People travel to Newark Liberty International Airport after a press conference by Sean Duffy Transport Secretary at the airport, where he announced the reopening of a major track at the airport, almost two weeks before the calendar on June 2, 2025 in Newark, New Jersey.
Spencer Platt | Getty images
Millions of travelers should fly over the vacation period on July 4, but the prospects for the rest of the year still seem to be trouble when airlines are fighting with too many flights and not enough demand.
“Summer is on sale, which certainly implies lower rates”, ” Southwest Airlines CEO Bob Jordan said in an interview at the end of last month.
The interior plane ticket this summer is on average $ 265 for a return flight, down 3% compared to last year and the cheapest since 2021, according to Fare Tracker Hopper. The plane ticket in the May inflation report in the United States was more than 7% down a year ago.
Southwest and a host of other airlines – Delta airlines,, American airlines And Alaska Airlines – Driven their forecasts for 2025 earlier this year, blaming an uncertain economic backdrop with the Trump administration prices on a scale and a host of other new challenges, such as fewer foreign visitors to the United States.
Things may not be clearer now while Delta is launching the income of airlines next Thursday, with other carriers who should report later this month.
“We are stable where we are, but we have not seen an inflection in return,” said Jordan.
In response, the airlines have described the non -profitable flight reduction plans, especially the days outside the well after the major season of summer trips. Airlines make most of their profits in the second and third quarters of the year.
From last Tuesday to next Monday, the Security Administration Transportation said that it planned to detect more than 18.5 million travelers at American airports, although no day should exceed nearly 3.1 million travelers who experienced control points on June 22, an agency record.
Although a strong economic slowdown has not materialized, the demand for plane travel was not as strong as some members of the industry awaited it last year or at the beginning of 2025. Thursday, the data on American jobs came stronger than expected despite certain signs of a slowdown in the labor market one day earlier.
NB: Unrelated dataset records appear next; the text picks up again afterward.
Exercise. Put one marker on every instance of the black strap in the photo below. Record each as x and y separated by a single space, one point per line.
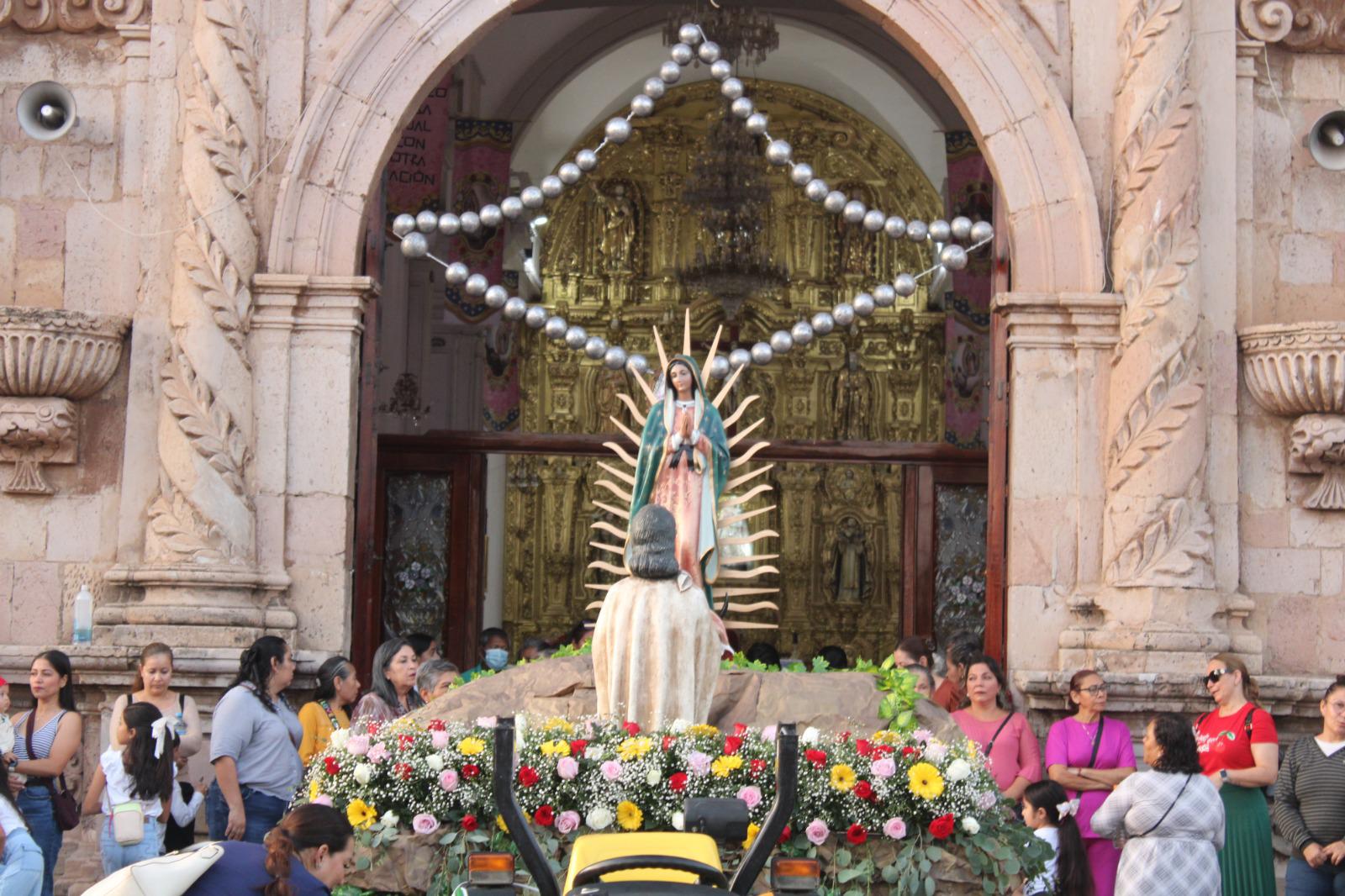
1161 818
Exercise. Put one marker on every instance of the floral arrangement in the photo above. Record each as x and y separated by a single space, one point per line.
914 793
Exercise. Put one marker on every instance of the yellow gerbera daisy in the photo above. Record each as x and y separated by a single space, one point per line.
925 781
361 814
629 815
842 777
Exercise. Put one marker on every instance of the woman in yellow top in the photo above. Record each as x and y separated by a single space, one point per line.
336 690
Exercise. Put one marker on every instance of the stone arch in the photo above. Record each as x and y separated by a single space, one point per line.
394 53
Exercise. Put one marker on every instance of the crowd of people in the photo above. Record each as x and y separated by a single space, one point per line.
1196 818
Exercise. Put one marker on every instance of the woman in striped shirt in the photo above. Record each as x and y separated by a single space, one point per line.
1311 804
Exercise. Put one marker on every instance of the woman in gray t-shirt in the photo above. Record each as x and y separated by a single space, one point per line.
255 746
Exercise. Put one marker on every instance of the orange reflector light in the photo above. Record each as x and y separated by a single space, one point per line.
490 869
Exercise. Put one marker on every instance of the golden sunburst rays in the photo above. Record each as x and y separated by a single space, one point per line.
746 497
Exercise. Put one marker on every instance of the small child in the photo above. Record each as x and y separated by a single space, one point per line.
136 768
1049 813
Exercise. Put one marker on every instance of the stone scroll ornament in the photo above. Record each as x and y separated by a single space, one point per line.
1158 530
948 241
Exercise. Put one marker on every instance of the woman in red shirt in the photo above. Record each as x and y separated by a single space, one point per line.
1239 754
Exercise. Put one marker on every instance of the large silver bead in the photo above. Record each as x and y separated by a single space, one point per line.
595 347
551 186
618 129
414 245
535 316
642 105
569 172
495 295
614 358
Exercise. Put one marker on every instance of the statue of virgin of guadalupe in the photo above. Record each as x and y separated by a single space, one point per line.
683 466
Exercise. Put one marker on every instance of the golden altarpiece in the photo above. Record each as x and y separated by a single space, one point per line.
611 266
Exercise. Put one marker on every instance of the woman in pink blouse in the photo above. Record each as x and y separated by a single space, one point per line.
1089 755
1002 735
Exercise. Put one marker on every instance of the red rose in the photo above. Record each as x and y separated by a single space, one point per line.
942 826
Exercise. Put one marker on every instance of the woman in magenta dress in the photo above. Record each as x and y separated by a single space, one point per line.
1089 755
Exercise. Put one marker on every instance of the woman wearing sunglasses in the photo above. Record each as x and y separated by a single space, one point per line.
1089 755
1239 754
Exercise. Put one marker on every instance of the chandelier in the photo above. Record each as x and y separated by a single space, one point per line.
730 190
744 35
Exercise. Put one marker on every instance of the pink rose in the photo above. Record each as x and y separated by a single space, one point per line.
567 822
424 824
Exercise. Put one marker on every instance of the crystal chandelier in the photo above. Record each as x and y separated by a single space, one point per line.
730 190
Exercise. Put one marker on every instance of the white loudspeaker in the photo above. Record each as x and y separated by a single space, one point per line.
46 111
1327 140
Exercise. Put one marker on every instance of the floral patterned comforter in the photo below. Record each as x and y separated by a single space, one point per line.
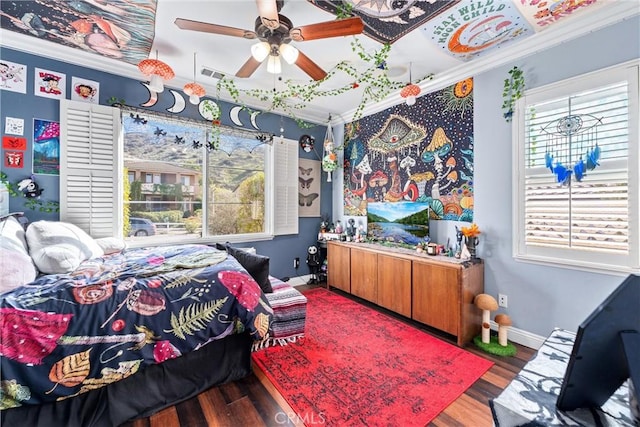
67 334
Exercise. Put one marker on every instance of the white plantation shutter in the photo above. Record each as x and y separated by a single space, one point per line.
285 174
90 168
592 223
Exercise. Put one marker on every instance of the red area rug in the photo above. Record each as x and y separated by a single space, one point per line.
357 367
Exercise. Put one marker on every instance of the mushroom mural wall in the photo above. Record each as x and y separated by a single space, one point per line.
420 153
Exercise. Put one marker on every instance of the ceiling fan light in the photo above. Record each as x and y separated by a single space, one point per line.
260 51
410 91
155 83
274 66
289 53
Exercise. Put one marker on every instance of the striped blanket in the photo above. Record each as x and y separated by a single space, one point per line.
289 314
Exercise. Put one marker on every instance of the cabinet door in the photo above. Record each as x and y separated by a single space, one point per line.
363 274
338 265
436 300
394 284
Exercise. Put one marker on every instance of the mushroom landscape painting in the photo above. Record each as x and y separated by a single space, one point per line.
421 153
401 222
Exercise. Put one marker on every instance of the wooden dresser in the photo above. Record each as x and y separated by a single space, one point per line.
434 290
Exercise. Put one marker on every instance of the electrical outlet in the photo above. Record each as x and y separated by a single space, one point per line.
502 300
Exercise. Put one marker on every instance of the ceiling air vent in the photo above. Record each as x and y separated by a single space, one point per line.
209 72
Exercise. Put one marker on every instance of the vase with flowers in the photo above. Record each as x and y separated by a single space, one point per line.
471 234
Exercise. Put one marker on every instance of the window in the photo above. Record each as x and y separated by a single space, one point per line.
188 192
576 163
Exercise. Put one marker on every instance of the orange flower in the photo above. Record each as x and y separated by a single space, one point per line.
472 231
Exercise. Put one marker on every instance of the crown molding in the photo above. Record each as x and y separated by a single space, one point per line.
573 28
78 57
612 13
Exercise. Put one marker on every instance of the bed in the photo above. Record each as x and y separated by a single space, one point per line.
77 345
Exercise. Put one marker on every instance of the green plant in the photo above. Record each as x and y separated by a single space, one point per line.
512 91
212 110
344 10
373 82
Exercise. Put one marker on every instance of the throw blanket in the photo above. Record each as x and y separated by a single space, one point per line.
67 334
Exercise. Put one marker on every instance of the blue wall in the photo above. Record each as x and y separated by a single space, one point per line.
282 249
540 297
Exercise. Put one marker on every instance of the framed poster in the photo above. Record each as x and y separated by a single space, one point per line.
84 90
308 188
13 76
49 84
46 147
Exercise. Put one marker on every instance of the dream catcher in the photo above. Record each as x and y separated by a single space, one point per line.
329 156
572 146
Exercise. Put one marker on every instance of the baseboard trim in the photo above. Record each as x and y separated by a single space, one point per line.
522 337
516 335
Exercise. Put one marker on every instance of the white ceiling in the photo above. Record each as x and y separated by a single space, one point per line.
226 54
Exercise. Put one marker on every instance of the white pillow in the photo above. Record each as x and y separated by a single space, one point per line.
15 263
111 245
59 247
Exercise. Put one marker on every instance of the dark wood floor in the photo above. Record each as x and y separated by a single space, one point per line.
254 401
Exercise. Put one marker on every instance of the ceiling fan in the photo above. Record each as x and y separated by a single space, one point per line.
275 32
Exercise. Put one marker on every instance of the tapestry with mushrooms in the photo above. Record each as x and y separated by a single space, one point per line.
419 153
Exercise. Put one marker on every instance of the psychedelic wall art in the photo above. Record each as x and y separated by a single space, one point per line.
117 29
421 153
46 147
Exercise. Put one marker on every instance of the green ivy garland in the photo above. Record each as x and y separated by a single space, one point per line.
296 96
513 89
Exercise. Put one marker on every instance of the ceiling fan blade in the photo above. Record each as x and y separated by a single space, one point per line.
310 67
323 30
187 24
268 11
248 68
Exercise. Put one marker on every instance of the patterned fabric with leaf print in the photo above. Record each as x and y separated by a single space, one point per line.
67 334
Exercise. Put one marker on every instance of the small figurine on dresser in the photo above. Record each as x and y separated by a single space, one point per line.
313 261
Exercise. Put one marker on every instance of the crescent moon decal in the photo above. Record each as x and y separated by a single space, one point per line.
178 102
456 46
207 108
153 96
234 116
254 115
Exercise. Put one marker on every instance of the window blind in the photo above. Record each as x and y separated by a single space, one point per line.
90 171
576 167
593 213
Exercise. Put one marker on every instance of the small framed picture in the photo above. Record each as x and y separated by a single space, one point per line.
49 84
84 90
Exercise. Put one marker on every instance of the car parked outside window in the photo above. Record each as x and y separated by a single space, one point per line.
141 227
“While the wider macro environment was more resilient than fearing, the overall demand for the air transport industry was lukewarm,” said Tom Fitzgerald, TD Cowen analyst, in a note on Wednesday.
Expenditure on debit and credit cards followed by Bank of America showed a drop of 11.8% on plane spending last month compared to the previous year in June, after five months of annual decline.
“The debit and credit card data for airlines expected was slightly more down in June than in April / May, we do not expect a significant sequential improvement in income trends,” said Bank of America Andrew Didora analyst in a Tuesday note. “We believe that investors will look for comments on all green shoots in demand, and any other comment on abilities reductions 2h25 could be considered positively.”
International trips from the United States were a solid plane travel corner and a boon for major world carriers like Delta, American and United Airlines.
But the prices also relieved for travel abroad. International flights to American airports are up 4.3% compared to last summer, according to Hopper. The United States’s prices in Europe are on average $ 817, down almost $ 100 compared to last year, and on a par with 2019, Hopper said. Flights to Asia cost $ 1,328 on average in June, July or August, down 13% compared to last year, according to Hopper data.